Implementatiewet toegang basisbankrekening

Reactie

Naam mr. LMA van den Heuvel
Plaats Rotterdam
Datum 18 augustus 2015

Vraag1

n.v.t.
Banken mogen iemand een basisbankrekening weigeren indien men is veroordeeld voor één van de in het wetsvoorstel opgesomde misdrijven, en hieraan is geen vervaltermijn verbonden. Deze zie ik althans niet in het wetsvoorstel opgenomen staan.

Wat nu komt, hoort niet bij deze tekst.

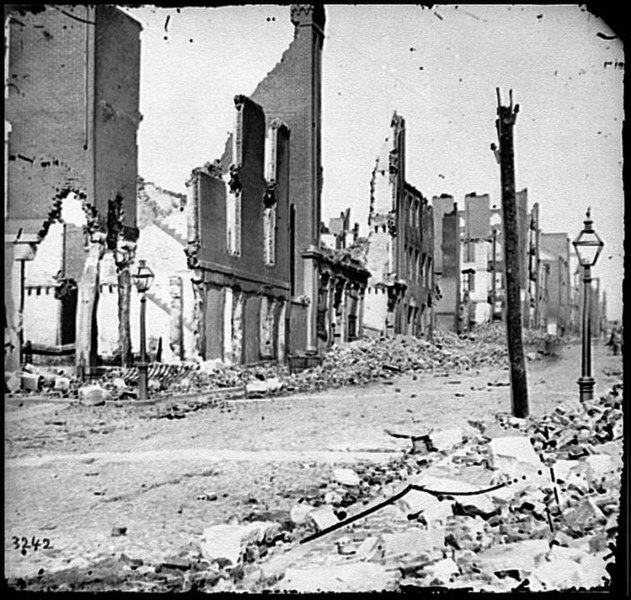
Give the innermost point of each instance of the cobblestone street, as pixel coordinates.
(74, 473)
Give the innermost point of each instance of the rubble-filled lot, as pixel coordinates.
(356, 363)
(548, 521)
(503, 505)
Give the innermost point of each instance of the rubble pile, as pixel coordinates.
(515, 504)
(496, 333)
(365, 360)
(356, 363)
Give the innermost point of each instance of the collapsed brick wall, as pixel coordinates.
(242, 275)
(49, 106)
(291, 92)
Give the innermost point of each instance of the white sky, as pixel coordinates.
(439, 68)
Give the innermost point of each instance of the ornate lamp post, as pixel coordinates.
(143, 278)
(588, 247)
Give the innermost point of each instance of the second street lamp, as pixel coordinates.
(143, 278)
(588, 246)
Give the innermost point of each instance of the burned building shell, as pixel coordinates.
(400, 293)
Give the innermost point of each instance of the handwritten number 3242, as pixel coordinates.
(35, 543)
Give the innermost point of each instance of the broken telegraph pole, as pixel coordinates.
(504, 124)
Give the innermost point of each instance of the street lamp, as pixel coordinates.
(143, 278)
(588, 248)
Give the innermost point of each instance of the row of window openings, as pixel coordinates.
(413, 212)
(233, 229)
(48, 289)
(419, 272)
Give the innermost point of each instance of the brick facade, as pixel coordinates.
(400, 246)
(237, 239)
(72, 109)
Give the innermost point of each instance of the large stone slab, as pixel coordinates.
(523, 555)
(226, 541)
(351, 577)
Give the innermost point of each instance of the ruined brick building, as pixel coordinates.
(446, 262)
(401, 291)
(71, 118)
(263, 285)
(470, 266)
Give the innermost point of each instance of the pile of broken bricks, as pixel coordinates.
(366, 360)
(356, 363)
(516, 504)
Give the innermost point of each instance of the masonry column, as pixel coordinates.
(310, 279)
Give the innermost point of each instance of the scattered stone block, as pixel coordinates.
(346, 476)
(517, 555)
(227, 541)
(431, 507)
(118, 383)
(350, 577)
(298, 514)
(446, 439)
(565, 573)
(368, 548)
(585, 515)
(12, 382)
(92, 395)
(414, 542)
(443, 570)
(516, 447)
(600, 465)
(62, 384)
(31, 382)
(333, 497)
(322, 517)
(479, 505)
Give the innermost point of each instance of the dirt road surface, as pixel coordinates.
(74, 473)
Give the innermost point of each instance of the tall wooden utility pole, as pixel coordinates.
(519, 388)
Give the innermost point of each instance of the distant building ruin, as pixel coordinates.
(71, 117)
(401, 291)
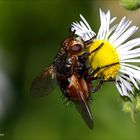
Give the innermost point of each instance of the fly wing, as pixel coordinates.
(44, 83)
(83, 108)
(78, 91)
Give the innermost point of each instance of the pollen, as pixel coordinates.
(103, 59)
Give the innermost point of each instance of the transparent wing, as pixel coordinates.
(78, 91)
(84, 110)
(44, 83)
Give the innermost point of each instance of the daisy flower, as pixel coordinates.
(112, 55)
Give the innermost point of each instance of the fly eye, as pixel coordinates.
(76, 48)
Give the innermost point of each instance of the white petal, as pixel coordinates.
(123, 25)
(129, 45)
(82, 29)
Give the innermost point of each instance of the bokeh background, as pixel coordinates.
(30, 36)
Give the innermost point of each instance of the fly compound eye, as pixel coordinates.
(76, 48)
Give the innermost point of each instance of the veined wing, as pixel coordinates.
(44, 83)
(83, 108)
(78, 91)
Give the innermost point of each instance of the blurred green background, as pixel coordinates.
(30, 36)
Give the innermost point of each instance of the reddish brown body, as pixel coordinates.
(70, 72)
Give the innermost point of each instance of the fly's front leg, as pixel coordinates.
(100, 83)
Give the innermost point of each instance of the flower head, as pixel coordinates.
(112, 56)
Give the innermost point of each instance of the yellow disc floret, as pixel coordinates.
(103, 59)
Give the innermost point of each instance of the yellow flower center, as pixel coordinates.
(103, 59)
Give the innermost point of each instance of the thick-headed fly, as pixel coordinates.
(70, 72)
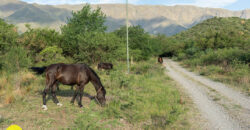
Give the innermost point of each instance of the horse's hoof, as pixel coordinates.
(59, 104)
(44, 107)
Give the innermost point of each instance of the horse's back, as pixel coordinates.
(68, 74)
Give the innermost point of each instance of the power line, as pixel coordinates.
(127, 34)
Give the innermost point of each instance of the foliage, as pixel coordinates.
(224, 38)
(216, 48)
(51, 55)
(15, 59)
(8, 36)
(81, 27)
(36, 40)
(139, 42)
(98, 47)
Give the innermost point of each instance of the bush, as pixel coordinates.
(8, 36)
(51, 55)
(15, 59)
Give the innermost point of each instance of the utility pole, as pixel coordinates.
(127, 34)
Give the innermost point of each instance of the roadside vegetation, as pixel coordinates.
(145, 99)
(218, 48)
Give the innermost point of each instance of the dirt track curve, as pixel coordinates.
(223, 107)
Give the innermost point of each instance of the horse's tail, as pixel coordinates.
(95, 80)
(38, 70)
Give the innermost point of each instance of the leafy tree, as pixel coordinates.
(79, 30)
(36, 40)
(15, 59)
(8, 36)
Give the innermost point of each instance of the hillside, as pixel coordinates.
(218, 48)
(167, 20)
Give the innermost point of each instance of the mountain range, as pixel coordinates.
(167, 20)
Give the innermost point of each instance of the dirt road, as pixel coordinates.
(223, 107)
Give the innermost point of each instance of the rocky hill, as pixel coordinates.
(167, 20)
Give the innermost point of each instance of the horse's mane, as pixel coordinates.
(94, 72)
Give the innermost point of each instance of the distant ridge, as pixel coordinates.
(167, 20)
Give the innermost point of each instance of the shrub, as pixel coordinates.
(15, 59)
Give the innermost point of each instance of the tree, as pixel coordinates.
(36, 40)
(8, 36)
(84, 25)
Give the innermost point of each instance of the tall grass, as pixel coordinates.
(144, 99)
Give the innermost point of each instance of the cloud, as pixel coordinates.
(214, 3)
(202, 3)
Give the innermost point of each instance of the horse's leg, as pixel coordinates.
(57, 86)
(81, 88)
(53, 91)
(49, 82)
(75, 94)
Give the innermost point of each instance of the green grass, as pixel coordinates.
(236, 75)
(144, 99)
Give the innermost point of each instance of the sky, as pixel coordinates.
(227, 4)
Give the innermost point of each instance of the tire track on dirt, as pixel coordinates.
(217, 117)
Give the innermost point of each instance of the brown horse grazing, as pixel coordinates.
(106, 66)
(160, 60)
(70, 74)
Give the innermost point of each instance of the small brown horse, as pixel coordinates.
(160, 60)
(70, 74)
(106, 66)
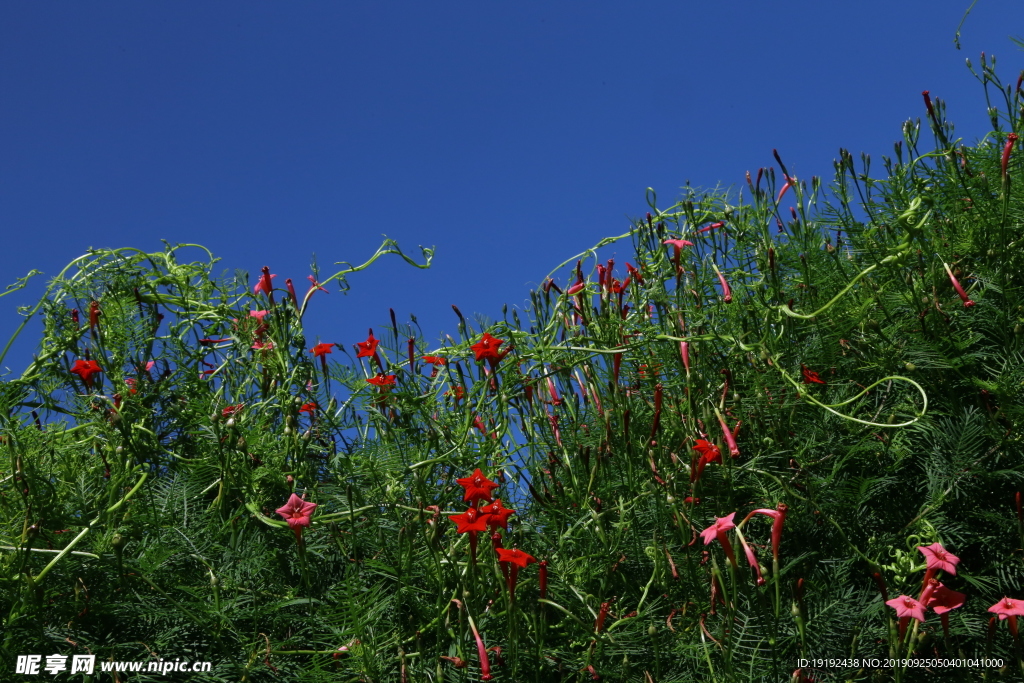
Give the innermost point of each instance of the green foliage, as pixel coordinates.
(862, 391)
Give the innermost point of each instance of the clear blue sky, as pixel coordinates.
(508, 135)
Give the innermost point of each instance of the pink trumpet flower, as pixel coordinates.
(960, 290)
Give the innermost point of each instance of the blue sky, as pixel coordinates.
(509, 136)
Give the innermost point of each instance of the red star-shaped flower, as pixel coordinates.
(471, 520)
(709, 452)
(486, 348)
(515, 556)
(85, 370)
(907, 606)
(721, 525)
(477, 486)
(230, 410)
(263, 284)
(297, 512)
(369, 347)
(1008, 607)
(499, 514)
(321, 349)
(944, 599)
(811, 377)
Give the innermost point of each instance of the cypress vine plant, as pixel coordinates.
(787, 429)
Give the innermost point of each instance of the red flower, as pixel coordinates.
(320, 349)
(486, 348)
(85, 370)
(515, 556)
(906, 606)
(721, 525)
(939, 558)
(230, 410)
(471, 520)
(960, 290)
(943, 599)
(717, 530)
(368, 348)
(711, 227)
(709, 452)
(297, 513)
(263, 284)
(1008, 607)
(515, 559)
(811, 377)
(477, 486)
(499, 514)
(1005, 162)
(678, 244)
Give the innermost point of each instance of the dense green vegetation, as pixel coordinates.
(847, 352)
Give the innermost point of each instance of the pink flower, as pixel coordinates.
(263, 284)
(679, 244)
(711, 227)
(717, 530)
(721, 525)
(960, 290)
(1011, 141)
(85, 370)
(943, 599)
(906, 606)
(1008, 607)
(297, 513)
(369, 347)
(939, 558)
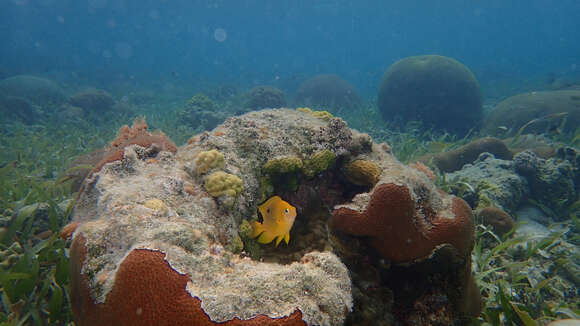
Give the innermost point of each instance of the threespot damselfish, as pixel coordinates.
(278, 218)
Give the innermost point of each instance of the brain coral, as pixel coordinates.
(151, 247)
(535, 112)
(439, 91)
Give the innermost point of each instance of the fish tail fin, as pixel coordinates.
(266, 237)
(278, 240)
(257, 229)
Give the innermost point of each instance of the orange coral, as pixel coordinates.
(134, 135)
(147, 291)
(403, 230)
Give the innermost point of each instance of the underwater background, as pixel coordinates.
(73, 72)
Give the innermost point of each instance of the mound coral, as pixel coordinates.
(535, 112)
(439, 91)
(319, 162)
(138, 135)
(148, 291)
(208, 160)
(280, 165)
(200, 111)
(402, 229)
(131, 263)
(221, 183)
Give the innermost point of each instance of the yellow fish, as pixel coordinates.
(278, 218)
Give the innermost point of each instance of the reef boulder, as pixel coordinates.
(439, 91)
(153, 244)
(535, 112)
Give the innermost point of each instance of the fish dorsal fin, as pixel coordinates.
(267, 208)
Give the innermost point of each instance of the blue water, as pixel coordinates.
(281, 43)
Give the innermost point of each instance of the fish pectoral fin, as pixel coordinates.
(266, 237)
(257, 229)
(279, 239)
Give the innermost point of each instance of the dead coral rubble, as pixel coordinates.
(153, 244)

In de MvT staat dan wel het volgende vermeld:

“Om na te gaan of een consument betrokken is geweest bij een negatief antecedent kan een bank zoals momenteel al mogelijk is voor de reguliere betaalrekeningen haar eigen incidentenregister of Extern Verwijzingsregister raadplegen. De enkele vermelding in dergelijke registers, is niet voldoende voor weigering van een aanvraag tot het verstrekken van een basisbankrekening. De betrokkene dient daadwerkelijk en onherroepelijk te zijn veroordeeld voor een van de opgesomde misdrijven. In de praktijk wordt na 8 jaar een vermelding uit de registers verwijderd, het risico op misbruik indien een persoon meer dan acht jaar geleden onherroepelijk is veroordeeld, wordt zeer klein geacht. Banken dienen in ieder geval proportioneel om te gaan met de beslissing om wel of niet een basisbankrekening te verstrekken.”

In de praktijk wordt er dus na acht jaar een melding uit de registers verwijderd. Dit lees ik als een bevoegdheid van banken om iemand minimaal acht jaar een bankrekening te mogen ontzeggen. En wat gebeurt er als een melding niet wordt verwijderd uit genoemde registers? Bestaat er een verplichting voor banken om de melding uit de registers te verwijderen na tijdsverloop?
Deze wettekst creëert een behoorlijk grote bevoegdheid voor banken om mensen levenslang uit te sluiten van een basisbankrekening, zoals hiervoor al terecht wordt opgemerkt.